January is the month for beginnings. We are expected to leave the past to molder and go forth to new adventures.
It was with this in mind that I read the headline — big headline, lead story — in the New Year’s Day newspaper: “Legalized pot poised to transform region.”
While “poise” is not a word I would normally associate with pot, so be it. The region is about to be transformed. Again.
I suppose, along with our northern neighbors, we will become Pot Country, just as we share the Wine Country label with Napa and Mendocino.
Some of us aren’t sure what to think about this.
Those who look back seeking answers have ceased comparisons to Prohibition since cannabis has long outstripped bootleg liquor as a disruptive part of the economy.
The other three crops that have had their own time in the spotlight and earned their capital letters would be Gravenstein Country, The World’s Egg Basket and The Buckle of the Prune Belt.
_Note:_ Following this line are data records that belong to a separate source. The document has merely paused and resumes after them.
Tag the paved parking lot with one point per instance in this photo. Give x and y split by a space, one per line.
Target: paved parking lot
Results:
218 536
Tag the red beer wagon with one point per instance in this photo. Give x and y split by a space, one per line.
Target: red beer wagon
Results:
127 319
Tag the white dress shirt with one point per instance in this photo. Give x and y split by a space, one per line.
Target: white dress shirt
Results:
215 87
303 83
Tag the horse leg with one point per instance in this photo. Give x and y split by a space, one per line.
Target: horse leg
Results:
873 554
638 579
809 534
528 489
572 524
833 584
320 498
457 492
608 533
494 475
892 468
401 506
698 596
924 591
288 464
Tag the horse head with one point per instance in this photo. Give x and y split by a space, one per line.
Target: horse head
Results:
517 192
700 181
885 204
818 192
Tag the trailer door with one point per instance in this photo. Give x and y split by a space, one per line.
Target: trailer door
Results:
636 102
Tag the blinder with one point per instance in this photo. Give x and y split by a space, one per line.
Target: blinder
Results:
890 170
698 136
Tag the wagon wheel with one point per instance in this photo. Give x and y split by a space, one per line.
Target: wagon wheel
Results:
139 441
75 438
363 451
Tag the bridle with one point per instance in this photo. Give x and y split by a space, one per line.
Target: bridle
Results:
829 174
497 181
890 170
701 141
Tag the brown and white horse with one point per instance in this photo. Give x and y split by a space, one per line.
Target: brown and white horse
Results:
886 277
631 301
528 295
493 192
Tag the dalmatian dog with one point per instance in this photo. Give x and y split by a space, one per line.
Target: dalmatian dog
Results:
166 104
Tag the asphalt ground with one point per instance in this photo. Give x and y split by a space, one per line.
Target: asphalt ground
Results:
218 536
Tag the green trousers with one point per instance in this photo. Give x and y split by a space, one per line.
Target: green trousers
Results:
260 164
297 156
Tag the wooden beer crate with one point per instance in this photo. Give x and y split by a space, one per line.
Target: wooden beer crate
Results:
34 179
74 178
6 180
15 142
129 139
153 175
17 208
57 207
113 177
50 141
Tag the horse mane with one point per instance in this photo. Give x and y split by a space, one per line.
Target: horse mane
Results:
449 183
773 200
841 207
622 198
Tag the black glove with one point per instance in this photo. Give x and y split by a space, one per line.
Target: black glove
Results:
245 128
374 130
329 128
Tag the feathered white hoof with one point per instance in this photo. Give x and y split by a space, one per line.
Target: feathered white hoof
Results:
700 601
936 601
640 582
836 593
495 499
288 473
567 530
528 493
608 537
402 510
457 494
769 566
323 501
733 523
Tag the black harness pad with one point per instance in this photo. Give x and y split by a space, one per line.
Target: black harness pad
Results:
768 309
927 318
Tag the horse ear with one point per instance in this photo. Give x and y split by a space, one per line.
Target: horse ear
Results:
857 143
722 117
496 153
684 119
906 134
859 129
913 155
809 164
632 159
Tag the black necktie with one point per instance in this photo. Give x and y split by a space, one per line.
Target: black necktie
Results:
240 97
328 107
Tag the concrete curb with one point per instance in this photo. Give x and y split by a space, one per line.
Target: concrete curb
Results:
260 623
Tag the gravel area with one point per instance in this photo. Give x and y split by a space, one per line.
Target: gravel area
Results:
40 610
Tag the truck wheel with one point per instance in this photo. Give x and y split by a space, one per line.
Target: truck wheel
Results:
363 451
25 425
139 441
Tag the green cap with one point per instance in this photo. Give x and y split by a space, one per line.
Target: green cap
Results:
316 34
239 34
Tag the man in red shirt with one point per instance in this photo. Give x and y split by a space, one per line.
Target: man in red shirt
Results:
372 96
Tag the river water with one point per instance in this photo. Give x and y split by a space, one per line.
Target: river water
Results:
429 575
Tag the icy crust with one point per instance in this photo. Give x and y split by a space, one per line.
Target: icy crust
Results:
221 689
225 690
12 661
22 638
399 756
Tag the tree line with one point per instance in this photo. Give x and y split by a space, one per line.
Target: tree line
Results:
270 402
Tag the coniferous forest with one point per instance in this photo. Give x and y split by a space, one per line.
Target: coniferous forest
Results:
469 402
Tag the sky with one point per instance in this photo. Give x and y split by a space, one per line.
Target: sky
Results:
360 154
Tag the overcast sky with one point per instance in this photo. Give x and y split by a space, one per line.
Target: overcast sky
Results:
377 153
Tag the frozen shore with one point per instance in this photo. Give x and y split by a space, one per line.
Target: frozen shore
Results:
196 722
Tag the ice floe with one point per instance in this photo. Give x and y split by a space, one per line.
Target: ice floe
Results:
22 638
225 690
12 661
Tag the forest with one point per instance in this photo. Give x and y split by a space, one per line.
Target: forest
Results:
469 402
When you think of how many identifying slogans have come and gone through the 195 years of recorded North Bay history, the mind boggles.
Each of these eras, ages, phases, for lack of a more socially scientific term, has a beginning. Everything has a beginning.
Where and when these money crops got started would seem to be a matter of historical record, often pointing back to a single individual (which is probably too easy, but we persist). Agoston Haraszthy, the enterprising Hungarian nobleman wasn’t the first to plant grapes, but he gets the credit because, in the 1860s, he persuaded the state of California to pay for his trip to Europe to bring back cuttings of varietal vines.
They flourished and wine grapes survived Prohibition, the Depression and war to earn the capital letters on Wine Country.
Amasa Bushnell came here in 1858 from the East Coast with, of all things, hop plants. Pioneer farmers were trying all sorts of things in this new land. Bushnell and his partner, Otis Allen, speculated that these exotics, grown in a few special places around the world, might do well in the alluvial soil along our streams. They planted some trial vines, and, for the next 100 years, Sonoma County was the go-to place for America’s brewing industry.
In Petaluma, in the 1870s, Lyman Byce, more tinkerer than inventor, devised the first commercial incubator, enabling hatcheries to provide baby chicks by the hundreds — and turned Petaluma into the World’s Egg Basket.
Warren Dutton’s happy notion about planting French prunes in the Russian River Valley didn’t make us Prune Country (thank heavens!) but it did put money in orchardists’ pockets and give Healdsburg the honor of being capital of the Prune Belt.
A Laguna rancher named Nathaniel Griffith worked with his friend Luther Burbank, who had 500,000 apple trees of his own, and together they made the Gravenstein orchards more productive. Burbank, who also had his hand in development of Dutton’s prunes and in the early wine industry, earned worldwide fame, but Griffith claimed his capital Gs as Grandfather of the Gravenstein.
The craft beer industry, which brings beer-lovers on pilgrimages to savor the flavors, has a number of more recent pioneers but it is Byron Burch and Nancy Vineyard who get some pioneer credit for awakening home brewing skills here in the 1970s, Burch and his then-wife Vineyard started The Beverage People, bringing interested start-up brewers to his doorstep for tutorials.